Outside the hospital, a truck had pulled up with three mangled corpses in the back. A crowd had gathered around it, but a path quickly opened up and I was pushed through to film the bodies. ”Film, film,” people around me urged. It was a horrendous sight, and I flicked the camera to automatic — I didn’t trust my reactions to this.
A man was standing in the truck, holding something up for me to film. The sun was in my eyes, and I couldn’t see. Then the man slipped into silhouette, to reveal the awful outline of a severed foot, dangling there in his hand, displayed as evidence. For a few seconds, I forgot to breathe.
By the second week, I could hardly sleep. I lost all confidence in what I was doing. There was no privacy. I got the shits. I was bitten to pieces by mosquitoes. And I became increasingly aware of my split perspective on what I was seeing: I’d experience total sensory and emotional overload, and then find myself thinking solely about framing or continuity, or about how this story would “work in the edit.”
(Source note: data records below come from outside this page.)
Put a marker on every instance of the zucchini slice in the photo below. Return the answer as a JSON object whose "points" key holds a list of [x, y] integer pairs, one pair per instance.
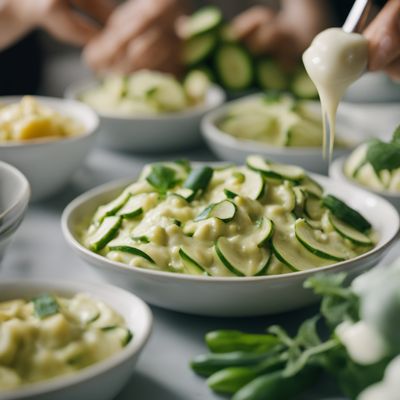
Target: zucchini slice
{"points": [[233, 65], [345, 213], [274, 170], [270, 75], [204, 20], [265, 231], [225, 210], [133, 207], [237, 260], [191, 266], [198, 48], [290, 255], [112, 207], [132, 250], [349, 232], [306, 235], [105, 233]]}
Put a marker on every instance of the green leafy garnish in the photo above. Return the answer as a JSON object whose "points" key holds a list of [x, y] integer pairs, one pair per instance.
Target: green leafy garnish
{"points": [[45, 305], [162, 178]]}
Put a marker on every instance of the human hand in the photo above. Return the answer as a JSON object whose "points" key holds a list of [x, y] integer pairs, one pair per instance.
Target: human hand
{"points": [[284, 34], [139, 34], [383, 35], [62, 18]]}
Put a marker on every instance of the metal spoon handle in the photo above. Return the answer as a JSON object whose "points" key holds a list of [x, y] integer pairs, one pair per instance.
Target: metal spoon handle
{"points": [[357, 17]]}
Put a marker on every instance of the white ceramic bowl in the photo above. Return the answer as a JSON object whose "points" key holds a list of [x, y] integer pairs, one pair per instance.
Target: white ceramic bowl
{"points": [[100, 381], [229, 148], [49, 163], [217, 296], [336, 171], [152, 134], [14, 198]]}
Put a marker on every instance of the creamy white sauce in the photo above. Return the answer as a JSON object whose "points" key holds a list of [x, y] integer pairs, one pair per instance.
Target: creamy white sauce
{"points": [[334, 60]]}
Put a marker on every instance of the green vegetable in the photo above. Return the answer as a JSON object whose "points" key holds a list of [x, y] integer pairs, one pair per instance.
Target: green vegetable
{"points": [[45, 305], [162, 178], [345, 213]]}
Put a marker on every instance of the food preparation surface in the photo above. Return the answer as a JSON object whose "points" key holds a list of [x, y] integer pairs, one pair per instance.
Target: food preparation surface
{"points": [[162, 373]]}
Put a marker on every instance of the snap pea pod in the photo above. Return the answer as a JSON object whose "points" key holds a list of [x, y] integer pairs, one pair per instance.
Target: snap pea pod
{"points": [[275, 386], [224, 341], [208, 364], [230, 380]]}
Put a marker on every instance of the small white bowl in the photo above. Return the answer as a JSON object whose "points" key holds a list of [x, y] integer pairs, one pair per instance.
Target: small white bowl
{"points": [[227, 297], [49, 163], [229, 148], [14, 198], [100, 381], [152, 134], [336, 171]]}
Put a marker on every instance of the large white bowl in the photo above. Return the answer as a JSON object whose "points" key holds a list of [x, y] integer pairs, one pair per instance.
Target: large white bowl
{"points": [[49, 163], [100, 381], [336, 171], [215, 296], [229, 148], [152, 134], [14, 198]]}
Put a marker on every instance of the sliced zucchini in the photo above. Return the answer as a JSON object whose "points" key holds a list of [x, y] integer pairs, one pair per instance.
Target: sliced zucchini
{"points": [[204, 20], [191, 266], [199, 179], [288, 254], [197, 49], [133, 207], [104, 233], [306, 235], [132, 250], [237, 260], [274, 170], [124, 334], [233, 65], [112, 207], [196, 85], [225, 210], [345, 213], [271, 76], [313, 207], [311, 186], [349, 232], [265, 231]]}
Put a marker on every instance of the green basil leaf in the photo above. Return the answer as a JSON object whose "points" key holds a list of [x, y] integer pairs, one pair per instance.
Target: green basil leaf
{"points": [[162, 178], [45, 305]]}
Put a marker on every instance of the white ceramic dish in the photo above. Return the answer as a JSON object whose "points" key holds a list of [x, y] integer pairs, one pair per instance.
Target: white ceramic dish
{"points": [[14, 198], [101, 381], [226, 296], [336, 171], [152, 134], [49, 164], [236, 150]]}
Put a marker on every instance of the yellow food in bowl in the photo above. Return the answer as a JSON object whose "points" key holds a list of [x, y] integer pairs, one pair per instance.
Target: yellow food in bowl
{"points": [[29, 119], [51, 336]]}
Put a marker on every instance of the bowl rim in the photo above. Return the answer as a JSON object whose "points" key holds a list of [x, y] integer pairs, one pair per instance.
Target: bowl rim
{"points": [[106, 263], [26, 189], [74, 90], [211, 132], [337, 166], [91, 371], [49, 141]]}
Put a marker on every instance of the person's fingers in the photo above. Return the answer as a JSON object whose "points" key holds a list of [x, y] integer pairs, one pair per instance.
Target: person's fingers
{"points": [[246, 23], [393, 70], [99, 10], [66, 25], [383, 36]]}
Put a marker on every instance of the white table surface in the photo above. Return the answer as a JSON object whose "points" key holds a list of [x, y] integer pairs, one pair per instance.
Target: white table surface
{"points": [[162, 373]]}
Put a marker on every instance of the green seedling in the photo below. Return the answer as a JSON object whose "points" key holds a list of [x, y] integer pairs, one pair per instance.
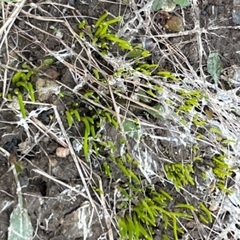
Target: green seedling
{"points": [[179, 174], [21, 82], [146, 213], [205, 215], [21, 103]]}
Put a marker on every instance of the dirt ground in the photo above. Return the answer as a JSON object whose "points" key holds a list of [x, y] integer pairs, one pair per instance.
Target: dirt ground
{"points": [[54, 204]]}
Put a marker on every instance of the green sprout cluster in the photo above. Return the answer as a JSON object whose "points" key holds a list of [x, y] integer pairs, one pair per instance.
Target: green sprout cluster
{"points": [[21, 81], [143, 211], [179, 174]]}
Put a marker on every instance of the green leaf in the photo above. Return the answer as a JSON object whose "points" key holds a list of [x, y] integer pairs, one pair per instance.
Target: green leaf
{"points": [[131, 128], [214, 66], [182, 3], [155, 114], [20, 225]]}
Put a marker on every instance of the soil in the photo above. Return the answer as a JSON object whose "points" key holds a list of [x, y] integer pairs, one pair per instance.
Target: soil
{"points": [[54, 204]]}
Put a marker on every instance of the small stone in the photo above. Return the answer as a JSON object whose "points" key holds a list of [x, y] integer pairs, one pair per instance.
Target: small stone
{"points": [[174, 24]]}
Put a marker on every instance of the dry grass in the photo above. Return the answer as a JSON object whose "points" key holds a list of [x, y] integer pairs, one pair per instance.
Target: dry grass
{"points": [[171, 138]]}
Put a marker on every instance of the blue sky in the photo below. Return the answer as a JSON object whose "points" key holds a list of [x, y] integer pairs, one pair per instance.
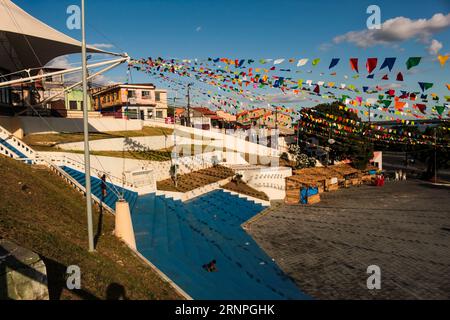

It got worse. One day, we heard we’d finally been granted an interview with Jamal Maarouf, the leader of the Martyrs of Syria Brigade, the most powerful rebel faction in the region.
We were summoned to meet him in an anonymous house in the small village of Al-Bara, and I’d only just started filming when the house shook as a regime jet flew overhead, dropping the most almighty bomb on the village. I was standing in the doorway trying to see the plane when the blast knocked me to the ground. It had landed 300 meters away. Even Jamal looked shocked.